The second wave, naturally, is digital design, fully emerging in the 1960s, with discrete transistors, and then TTL components.  In the VLSI era, design transitioned to RTL to gain productivity, verifiability, portability and integratability in system-on-chip.  Today, large fractions of the digital content of any design are based on IP reuse, as with analog circuits.  The remarkable longevity of Moore’s Law scaling of cost, power and performance, has driven digital designs to extrarordinary throughput, complexity and penetration in our lives.

The third wave – processor-based design – really started with digital computers but became a widespread force with the proliferation of the microprocessor and microcontroller in the late 1970s and 1980s.  The underlying digital technology scaling allows the processors grow by roughly one million fold in performance, enabling the explosion of software that characterizes the processor-based design wave.  Software has move inexorably from assembly language coding, to use of high-level languages and optimizing compilers, to to rich software reuse in processor-centric ecosystems, especially around specific operating systems, and to the  proliferation of open-source software as a major driver for cost-reduction, creativity and standardization in complex software systems.

We are now on the cusp of the fourth wave – cognitive computing.  The emergence of large data-sets, new hardware and methods for training of complex neural networks, and the need to extract more insight from ambiguous video and audio, all have helped drive this fourth wave.  It will not replace the prior three waves – we will certainly need advanced design capabilities in analog, digital and processors-plus-software, but these will often be the raw building-blocks for constructing cognitive computing systems.  And even when deep learning and other cognitive computing methods form the heart of an electronic system, these other types of design will play complementary roles in communication, storage and conventional computing around the cognitive heart.  The acknowledgement of the power of cognitive computing is a very recent development – deep neural networks were an obscure curiosity four years ago – but we can anticipate rapid development, and perhaps dramatic change.  In fact, it seems likely that many of today’s hot network structures, training  methods, data-sets and applications will be obsoleted several times over in the next ten years.  Nevertheless, the underlying need for such systems is durable.
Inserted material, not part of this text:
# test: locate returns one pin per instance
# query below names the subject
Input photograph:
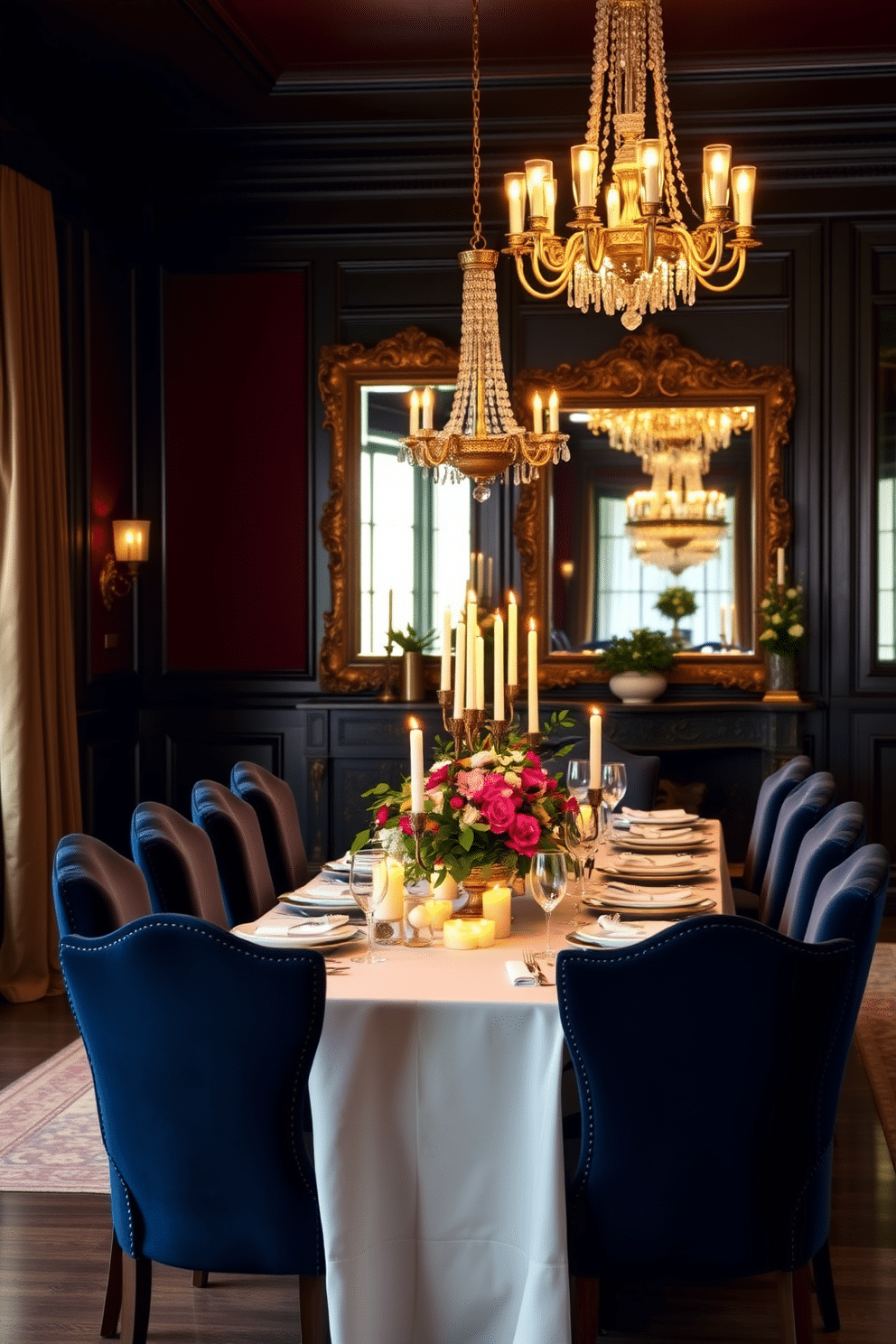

Archeologists understand that the proliferation, economics, and even culture of a community is often driven by the characteristic tools of the group.  The variety and usefulness of electronic systems is inevitably coupled to the availability of design tools to rapidly and reliably create new systems,  In the figure below, we show a few of the key tools that typify design today in the analog, digital and processor-based layers.

Current key tools for design
Current key tools for design

The cognitive computing community fully appreciates the need for robust, easy-to-use tool environments, but those emerging tool flows are often still crude, and rarely cover the complete design development cycle from concept and data set selection, to deployment, verification and release.  It seems safe to predict that major categories will cover training, network structure optimization, automated data curation, with labeling, synthesis and augmentation,  and widespread licensing of common large data-sets.  In addition, we might  expect to see tools to assist in debug and visualization  of networks, environments for debug and regression testing, and new mechanisms to verify the accuracy, robustness, and efficiency of training networks.  Finally, no complete system or application will consist of a single cognitive engine or neural network – real systems will comprise a rich mix of conventionally programmed hardware/software and multiple cognitive elements working together, and often distributed across the physical environment, with some elements close to myriad sensors and others deployed entirely in the cloud.  We can easily see the eventual evolution of tools and methods to manage those highly distributed systems, and perhaps relying on data-flows from millions of human users or billions of sensors.

So the fourth wave seems to be here now, but we cannot yet hope to see its ultimate impact on the world.